Performance monitors allow processor events to be monitored by programmable counters or give an external notification (such as a pin or transaction) on the occurrence of an event. Monitors are useful for tuning application, operating system and system performance. Two sets of performance monitor registers are defined:
Performance Monitor Configuration (PMC) registers used to control the monitors
Performance Monitor Data (PMD) registers to provide data values from the monitors
The performance monitors can record performance values of instruction sets of either the IA-32 or IA-64 architecture application.
Intel(R) processors that belong to the P6 family of microarchitectures provide two 40-bit performance counters, allowing two types of events to be monitored simultaneously. These counters can either count events or measure duration. When counting events, a counter is incremented each time a specified event takes place or a specified number of events take place. When measuring duration, a counter counts the number of processor clocks that occur while a specified condition is true.
The Intel(R) Pentium(R) processor provides two 40-bit performance counters, which can be used either to count events or measure duration. Three Model Specific Registers (MSRs) support the performance-monitoring counters: the control and event select MSR (CESR) and the performance counter MSRs (CTR0 and CTR1). These registers can be read from and written to using the RDMSR and WRMSR instructions, respectively. They can be accessed using these instructions only when operating at privilege level 0. Each counter has as an associated external pin (PM0/BP0 and PM1/BP1), which can be used to indicate the state of the counter to external hardware.

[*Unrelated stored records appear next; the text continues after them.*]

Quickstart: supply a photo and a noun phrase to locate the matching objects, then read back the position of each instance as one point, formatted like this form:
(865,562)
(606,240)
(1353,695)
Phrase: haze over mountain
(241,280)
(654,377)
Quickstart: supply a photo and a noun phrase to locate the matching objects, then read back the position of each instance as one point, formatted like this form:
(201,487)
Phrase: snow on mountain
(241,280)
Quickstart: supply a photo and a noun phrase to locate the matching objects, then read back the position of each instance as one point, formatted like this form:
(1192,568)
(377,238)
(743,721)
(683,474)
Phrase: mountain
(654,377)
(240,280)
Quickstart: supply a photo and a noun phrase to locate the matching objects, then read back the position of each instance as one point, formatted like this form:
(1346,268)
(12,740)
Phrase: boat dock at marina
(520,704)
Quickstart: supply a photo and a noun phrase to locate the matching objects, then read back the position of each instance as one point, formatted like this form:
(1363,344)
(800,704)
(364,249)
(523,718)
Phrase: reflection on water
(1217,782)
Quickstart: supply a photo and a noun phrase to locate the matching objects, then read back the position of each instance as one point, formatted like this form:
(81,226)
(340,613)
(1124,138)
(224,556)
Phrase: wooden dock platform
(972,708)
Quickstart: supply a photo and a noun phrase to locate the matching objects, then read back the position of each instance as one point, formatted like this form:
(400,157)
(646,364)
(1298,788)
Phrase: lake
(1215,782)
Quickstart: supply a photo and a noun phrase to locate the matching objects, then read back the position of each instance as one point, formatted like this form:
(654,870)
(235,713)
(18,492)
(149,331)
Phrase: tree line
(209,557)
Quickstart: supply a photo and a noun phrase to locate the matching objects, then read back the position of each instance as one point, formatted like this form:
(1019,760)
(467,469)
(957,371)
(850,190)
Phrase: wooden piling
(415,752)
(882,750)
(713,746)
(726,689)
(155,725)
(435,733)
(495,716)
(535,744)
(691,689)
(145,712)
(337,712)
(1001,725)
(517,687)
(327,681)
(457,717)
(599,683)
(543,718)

The Intel(R) Pentium(R) 4 processor provides eighteen performance counters organized into nine pairs. The performance monitoring mechanism provided in the Pentium 4 processor is considerably different from that provided in the P6 family and Pentium processor. While the general concept of selecting, filtering, counting, and reading performance events through the WRMSR, RDMSR, and RDPMC instructions is unchanged, the setup mechanism and MSR layouts are different and incompatible with the P6 family and Pentium processor mechanisms. Also, the RDPMC instruction has been enhanced to read the additional performance counters provided in the Pentium 4 processor and to allow faster reading of the counters.

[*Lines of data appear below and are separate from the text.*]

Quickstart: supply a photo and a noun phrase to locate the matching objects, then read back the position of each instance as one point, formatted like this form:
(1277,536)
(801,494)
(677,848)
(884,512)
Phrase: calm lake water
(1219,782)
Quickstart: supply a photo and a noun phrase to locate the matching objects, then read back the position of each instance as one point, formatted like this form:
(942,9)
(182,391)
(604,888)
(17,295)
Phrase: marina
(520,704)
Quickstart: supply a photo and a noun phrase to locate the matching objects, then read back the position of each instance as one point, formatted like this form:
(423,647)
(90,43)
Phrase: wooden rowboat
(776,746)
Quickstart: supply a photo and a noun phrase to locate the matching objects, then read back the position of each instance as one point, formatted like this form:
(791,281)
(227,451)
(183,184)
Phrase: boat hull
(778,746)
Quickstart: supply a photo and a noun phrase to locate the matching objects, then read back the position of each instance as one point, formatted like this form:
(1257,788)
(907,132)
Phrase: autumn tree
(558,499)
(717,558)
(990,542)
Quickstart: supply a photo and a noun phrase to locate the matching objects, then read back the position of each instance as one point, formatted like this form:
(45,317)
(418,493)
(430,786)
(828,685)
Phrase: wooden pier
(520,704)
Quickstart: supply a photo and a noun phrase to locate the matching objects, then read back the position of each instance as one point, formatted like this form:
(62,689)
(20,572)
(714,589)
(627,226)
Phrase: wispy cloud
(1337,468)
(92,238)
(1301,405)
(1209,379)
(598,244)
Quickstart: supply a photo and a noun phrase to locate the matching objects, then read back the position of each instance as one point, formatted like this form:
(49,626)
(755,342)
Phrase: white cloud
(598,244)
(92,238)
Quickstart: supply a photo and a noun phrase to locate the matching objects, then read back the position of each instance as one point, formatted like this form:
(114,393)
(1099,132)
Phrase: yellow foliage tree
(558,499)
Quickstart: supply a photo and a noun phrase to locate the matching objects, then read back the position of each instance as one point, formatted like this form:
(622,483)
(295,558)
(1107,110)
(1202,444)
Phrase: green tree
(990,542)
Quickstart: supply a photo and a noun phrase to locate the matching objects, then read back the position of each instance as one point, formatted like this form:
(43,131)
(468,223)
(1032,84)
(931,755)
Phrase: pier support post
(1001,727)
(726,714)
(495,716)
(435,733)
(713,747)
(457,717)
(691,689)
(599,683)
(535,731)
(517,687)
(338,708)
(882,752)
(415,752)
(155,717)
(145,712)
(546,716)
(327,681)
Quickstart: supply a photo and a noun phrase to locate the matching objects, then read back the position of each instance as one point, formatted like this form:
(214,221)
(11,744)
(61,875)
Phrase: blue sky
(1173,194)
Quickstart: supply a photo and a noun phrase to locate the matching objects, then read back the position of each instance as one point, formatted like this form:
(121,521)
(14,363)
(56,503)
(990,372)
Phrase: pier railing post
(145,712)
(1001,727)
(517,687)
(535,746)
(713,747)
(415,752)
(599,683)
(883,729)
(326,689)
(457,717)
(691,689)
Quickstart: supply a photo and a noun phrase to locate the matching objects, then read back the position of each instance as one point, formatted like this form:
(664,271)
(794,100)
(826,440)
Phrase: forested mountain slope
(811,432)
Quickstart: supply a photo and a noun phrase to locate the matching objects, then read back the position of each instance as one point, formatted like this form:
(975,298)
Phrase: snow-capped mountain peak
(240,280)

The Intel(R) Itanium(R) processor includes a minimum of four performance counters which can be programmed to count processor events. These event counts can be used to analyze both hardware and software performance. The performance counters of Itanium processors can be configured to generate a counter overflow interrupt. This interrupt can be used for both event and time-based sampling. Performance monitor interrupts can be used to create a profile of frequently occurring instruction pointers (IP) and this is the data that is displayed in the Hotspot view.